Bir de üçüncü bir küme var ki biyoloji bilimi bunları canlı sınıfına mı yoksa cansız sınıfına mı koyacağına şimdi karar verememiş! Lakin bunların da genomu var. Virüs ismi verilen bu varlıklar, kolay yapılarına karşın genomlarının varlığını garantiye alarak onların sayısını çoğaltmak için, çarçabuk hem genomları çekirdek içinde saklanmış canlıların hücrelerini hem de hücre çekirdeği bulunmayan bakterileri esir alarak kendi üremeleri için kullanabiliyorlar. Virüsler, genom olarak DNA’nın yanı sıra RNA’yı da kullanabiliyorlar. RNA da DNA üzere dört harften oluşuyor, bir tek farkla, T yerine U bulunduruyor. Ayrıyeten DNA’ya oranla korunması daha güç, çok fazla değişime maruz kalabiliyor. Birinci başta zayıflık üzere görünen bu özellik RNA genomu taşıyan virüslerin en güçlü yanını oluşturuyor; bu değişim sayesinde kendilerine çarçabuk istila edip kullanabilecekleri yeni hücreler bulabiliyorlar.
GENOM SAVAŞININ AÇTIĞI YARALAR
Genomlar kendilerini kopyalayarak çoğalmak ve sonraki jenerasyonlara aktarılarak varlıklarını sürdürmek için, içlerinde bulundukları hücreleri ve hasebiyle canlıyı adeta bir kumanda merkezi üzere yönetirler. Genomun kopyalanması için dışardan A, T, C, G üzere DNA yapı taşlarının alınması gerekiyor. Bunlar da lakin diğer canlıların yapısında bulunuyor ve kaçınılmaz olarak öbür canlıların yenmesi ve genomlarının parçalanması gerekiyor. Parçalanan genomların yapı taşlarını kullanarak kendi genomlarının kopyalanması imkanlı hale geliyor.
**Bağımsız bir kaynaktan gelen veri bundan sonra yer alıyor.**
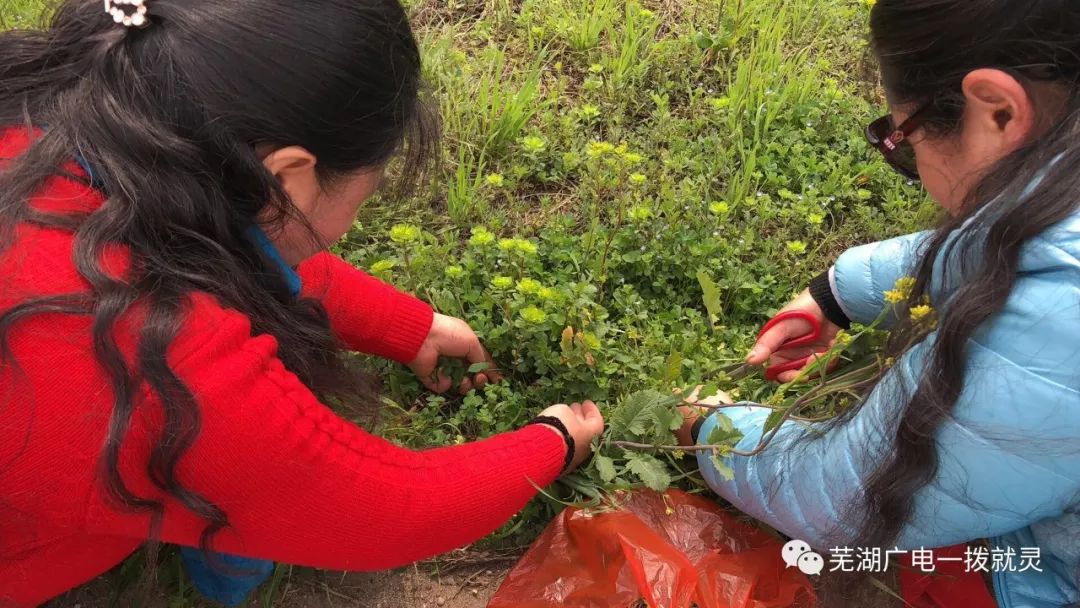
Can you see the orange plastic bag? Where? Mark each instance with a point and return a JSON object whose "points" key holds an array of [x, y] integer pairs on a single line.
{"points": [[670, 550]]}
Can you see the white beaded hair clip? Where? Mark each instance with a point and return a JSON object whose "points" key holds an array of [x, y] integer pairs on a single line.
{"points": [[131, 13]]}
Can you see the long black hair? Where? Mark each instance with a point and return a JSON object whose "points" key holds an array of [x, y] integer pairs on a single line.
{"points": [[170, 117], [926, 48]]}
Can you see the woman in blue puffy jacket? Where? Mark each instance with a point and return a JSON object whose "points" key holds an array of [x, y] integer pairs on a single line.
{"points": [[975, 432]]}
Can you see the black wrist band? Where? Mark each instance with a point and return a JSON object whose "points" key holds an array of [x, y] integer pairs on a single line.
{"points": [[821, 291], [696, 429], [557, 424]]}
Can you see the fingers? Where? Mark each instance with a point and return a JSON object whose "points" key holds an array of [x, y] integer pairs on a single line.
{"points": [[773, 339]]}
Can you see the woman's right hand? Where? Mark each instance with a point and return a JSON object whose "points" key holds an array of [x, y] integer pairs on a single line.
{"points": [[768, 350], [584, 423]]}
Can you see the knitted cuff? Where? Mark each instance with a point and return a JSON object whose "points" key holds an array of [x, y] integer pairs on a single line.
{"points": [[557, 424], [821, 289]]}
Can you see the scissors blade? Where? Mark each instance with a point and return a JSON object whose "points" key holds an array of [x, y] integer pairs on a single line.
{"points": [[739, 372]]}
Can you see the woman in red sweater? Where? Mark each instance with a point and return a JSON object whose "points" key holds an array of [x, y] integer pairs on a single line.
{"points": [[164, 165]]}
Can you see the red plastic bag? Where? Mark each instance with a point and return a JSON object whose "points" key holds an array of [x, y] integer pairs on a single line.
{"points": [[670, 550]]}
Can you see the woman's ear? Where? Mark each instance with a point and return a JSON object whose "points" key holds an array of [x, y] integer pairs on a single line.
{"points": [[295, 169], [999, 111]]}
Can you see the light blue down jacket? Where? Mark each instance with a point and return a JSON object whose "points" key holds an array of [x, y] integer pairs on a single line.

Bütün canlılar ortasında mühlet gelmekte olan bu genom savaşlarında insan özel bir pozisyona sahip olmakla birlikte tarih, insanın bu savaşlardan büyük yaralar aldığını gösteriyor.


Bakterilerin ve virüslerin en büyük silahı çok kısa müddette çok fazla üremeleri ve bu üreme sırasında hem genomlarının kopya sayılarını artırmaları hem de genomlarında değişik noktalarda farklılaşmalar elde etmeleridir. Bu farklılaşmaların kimileri onlara olumsuz tesir ederken kimileri da onların, örneğin antibiyotiklere direnç göstermeleri üzere özellikler kazanmalarını sağlar. Bu özellikleriyle, virüsler ve bakterilerin çağdaş bilimlerin şimdi ortaya çıkmadığı devirlerde genom savaşlarında insan cinsine ağır darbeler indirdiğini görüyoruz. Örneğin veba hastalığına neden olan bakteri Yersinia pestis tekraren sefer milyonlarca insan genomunu yok etti . Bu bakteri 1300’lü yılların ortalarında Avrupa nüfusunun yarıya yakınını ortadan kaldırdı. O devirlerde virüs ya da bakteri diye bir varlıktan ve kavramdan haberi olmayan beşerler çaresizce dualara ve büyülere başvurdular. Çağdaş bilimlerin ortaya çıkması sonucunda bakterilerin ve virüslerin genomlarının kopyalanması ve şifrelerini kullanmalarını engellemek üzere antibiyotik ve aşılar geliştirildi.
KÜRESEL ISINMA VE İNSAN GENOMUNUN YENİLGİSİ
Son 30 yılda insan, genom bilimi geliştirdi ve hem kendi genomunun tabiatını hem de düşman genomlarının tabiatını daha âlâ anlamaya başladı. Kendi genomunun yapısını inceleyen insan, geçmişteki cetlerinin binlerce tahminen de milyonlarca sefer farklı virüsler tarafından hücuma uğramış olduğu[1]nu gördü. Yaklaşık 3,2 milyar harften oluşan insan genomunun neredeyse yarısı virüs genomu kalıntılarından oluşmaktaydı. Virüsler insanlara bulaştıklarında kendi genomlarının kopyalanmasını sağlamak için insan genomunun içine yerleşirler, daha sonra ayrılırlar. Anlaşılan o ki kimi virüsler kritik genom bölgelerindeki değişimlerden ötürü bu ayrılmayı gerçekleştirememişler, orada öylece kalakalmışlar. Bu nedenle insan genomu adeta genom savaşına gelen asker virüslerin bir mezarlığı üzeredir. Genom bilimi sayesinde artık kendi genomumuzda ya da virüs genomunda tek bir harfin değişmesinin ne üzere riskler içerdiğini varsayım edebiliyoruz. Son iki yılın yalnızca en ünlü virüsü değil tahminen de en ünlü varlığı Covid-19 hastalığının faktörü olan Sars-Cov-2 virüsü iki yılda dörtten fazla varyant oluşturdu. Bu süratli değişimin nedeni RNA virüsü olması ve çok fazla bulaşarak, çok fazla çoğalmasıydı.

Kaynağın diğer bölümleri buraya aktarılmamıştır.